How can I become infected by acute bronchitis?
Pathogens that cause colds, colds, bronchitis and the like are classically transmitted by droplet or smear infection:
- Droplet infection: By speaking, coughing or sneezing, the viruses get into the air we breathe and are then inhaled by others.
- Smear infection: The pathogens get from the hand onto frequently used objects such as door handles or handholds in public transport. We often touch our faces unnoticed – this is how the viruses get to the mucous membranes of the mouth, nose or eyes and can spread from there.
The viruses attack the mucous membranes of the bronchial tubes and cause inflammation there. This initially causes a dry, irritable cough, which over time turns into a cough with sputum, as the bronchial tubes produce more mucus during the illness.
Do we always catch bronchitis?
However, whether the disease actually breaks out and symptoms appear after infection depends primarily on how strong or weak the immune system is. If it can fend off the pathogens, we remain healthy. There are also certain risk groups that are more likely to become ill – these include children, the elderly and people with a general immune deficiency. Due to the so-called hyperreactivity, a bronchial hypersensitivity, bronchitis also occurs more frequently.
How long is infection possible?
The highest risk of infection with bronchitis is directly after the outbreak of the disease. And the risk lasts for a long time – usually until the cough with sputum, which is characteristic of bronchitis, has healed. It can take up to two weeks for the mucus from the bronchial tubes to be completely expectorated, or even longer in severe cases. If the cough does not improve noticeably within this time, a doctor should be consulted: If there is an acute bronchitis, it can turn into a chronic bronchitis.

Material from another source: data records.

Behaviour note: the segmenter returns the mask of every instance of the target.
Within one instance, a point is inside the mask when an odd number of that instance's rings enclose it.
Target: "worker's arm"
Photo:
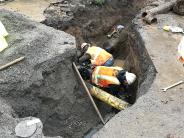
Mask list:
[[[91,56],[89,55],[89,54],[84,54],[83,56],[81,56],[80,58],[79,58],[79,63],[80,64],[82,64],[82,63],[84,63],[85,61],[87,61],[87,60],[90,60],[91,59]]]

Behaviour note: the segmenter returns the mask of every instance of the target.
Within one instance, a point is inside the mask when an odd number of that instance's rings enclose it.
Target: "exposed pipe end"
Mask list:
[[[148,15],[147,12],[143,12],[143,13],[142,13],[142,17],[143,17],[143,18],[146,17],[147,15]]]

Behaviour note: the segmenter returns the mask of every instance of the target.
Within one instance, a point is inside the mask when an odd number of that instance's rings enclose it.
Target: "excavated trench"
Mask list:
[[[101,47],[115,45],[115,64],[137,75],[128,99],[129,103],[134,104],[152,84],[155,68],[144,42],[132,24],[138,8],[133,6],[132,2],[126,4],[121,5],[114,0],[100,7],[88,5],[85,9],[77,10],[74,18],[68,22],[62,24],[59,21],[58,24],[53,24],[52,19],[47,19],[44,23],[75,36],[77,46],[84,41]],[[118,24],[124,25],[125,30],[115,38],[108,39],[107,33]],[[70,67],[72,59],[73,57],[64,63],[58,63],[49,71],[42,72],[43,81],[39,87],[32,85],[25,95],[16,100],[14,96],[6,97],[15,110],[15,117],[39,117],[44,124],[45,136],[78,138],[95,133],[103,126]],[[66,78],[68,82],[65,82]],[[61,88],[67,85],[71,87],[66,87],[61,92]],[[96,103],[105,120],[115,115],[108,105],[98,100]]]

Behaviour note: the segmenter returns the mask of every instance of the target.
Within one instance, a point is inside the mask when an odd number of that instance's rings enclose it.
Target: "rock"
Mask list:
[[[75,89],[76,83],[71,76],[75,38],[3,9],[0,10],[0,20],[9,33],[9,47],[0,53],[0,65],[22,55],[26,57],[24,61],[0,71],[0,137],[14,138],[19,117],[37,116],[38,112],[44,112],[41,108],[44,99],[54,101],[61,98],[47,88],[51,83],[44,82],[57,67],[61,71],[60,78],[65,80],[58,92],[72,93]],[[70,85],[66,85],[69,82]]]

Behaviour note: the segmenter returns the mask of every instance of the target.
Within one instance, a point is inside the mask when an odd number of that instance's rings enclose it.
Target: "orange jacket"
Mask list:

How can I protect myself from infection?
The best protection against infectious diseases is through increased hygiene. The following measures reduce the risk of infection:
- Frequent hand washing: Frequent hand washing is essential to reduce the occurrence of germs – hands should be washed with soap under running water for at least 20 seconds.
- Disinfect surfaces: Objects that are frequently touched by sick people (e.g. door handles) should be cleaned several times a day with disinfectants.
- Humidify room air: Germs can spread particularly well in dry room air – humidifiers or damp towels over the heater also keep the room air moist and thus reduce the risk of contracting bronchitis.
- Special textiles: Sick people should only use their own textiles – these include towels and bed linen. Everything should be washed at a temperature of at least 60 degrees after the illness is over.